O que significa o seu reencontro com a música cubana? Já tocou música tradicional em Duala, toca jazz com os grandes músicos deste mundo, porquê este projeto afro-cubano ?

E ainda quero tocar flamenco. (risos) Isto é devido à minha personalidade e é também a minha forma de ser e de conseguir abraçar o mundo através dos seus músicos e das suas diversas tradições musicais. Essa ideia de que, por exemplo, os músicos de flamenco devem ficar no seu canto ignora que a música é só uma e uma só linguagem. Se abrimos a porta, ficamos maravilhados com a imensa beleza que há nesse “exterior”. É também uma forma de exteriorizar qualquer coisa. Mesmo gente que não sabe tocar música sabe que, se abre a porta aos outros, os outros dão-lhe algo de novo e maravilhoso em troca.

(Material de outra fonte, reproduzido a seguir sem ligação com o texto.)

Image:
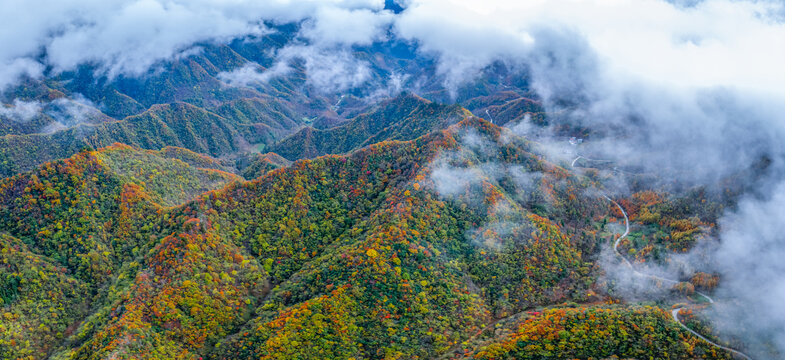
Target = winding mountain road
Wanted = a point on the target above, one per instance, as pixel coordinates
(675, 311)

O seu avô foi muito importante para a sua formação.

Ele tinha uma sabedoria muito particular. Ensinou-me que era preciso abraçar a diferença. Um dia voltou-se para mim e disse: “Não tenho muita coisa a ensinar-te. Nascemos na mesma aldeia, comemos a mesma comida e cantamos as mesmas canções”, e exemplificou-me com comida: “Quando tu comes em África, lavas a mão e comemos todos no mesmo prato; no Japão, o japonês vai dar-te dois pauzinhos e mostrar como comer; se fores ter com um português, ele vai dar-te talheres (uma faca e um garfo).” E ele explicou-me: como tudo na vida, a música também era isso, permitia abraçar a diferença para abraçar a tolerância. 

O seu avó tinha um conceito muito particular sobre o sucesso, não era?

(Risos) Portei-me mal na igreja. Tinha oito anos e tocava balafon [uma espécie de xilofone primitivo] na igreja. Ele disse-me uma coisa, que eu não percebi na altura, que as pessoas vinham de muito longe, algumas faziam muitos quilómetros para me ver tocar. Eu fiquei chateado e fiz greve. E ele explicou-me que se eu tivesse muito talento, ia subir muito alto e que nessa ascensão ia ultrapassar muita gente. E um dia, quando chegasse ao topo, só me restaria descer. E voltar a passar pelas mesmas pessoas com quem me cruzasse ao subir. Também por isso, tenho de ser humilde, para ser bem tratado quando deixar de ter sucesso. Mas, pequeno, eu não o entendi. Hoje percebo. E trato toda a gente com respeito.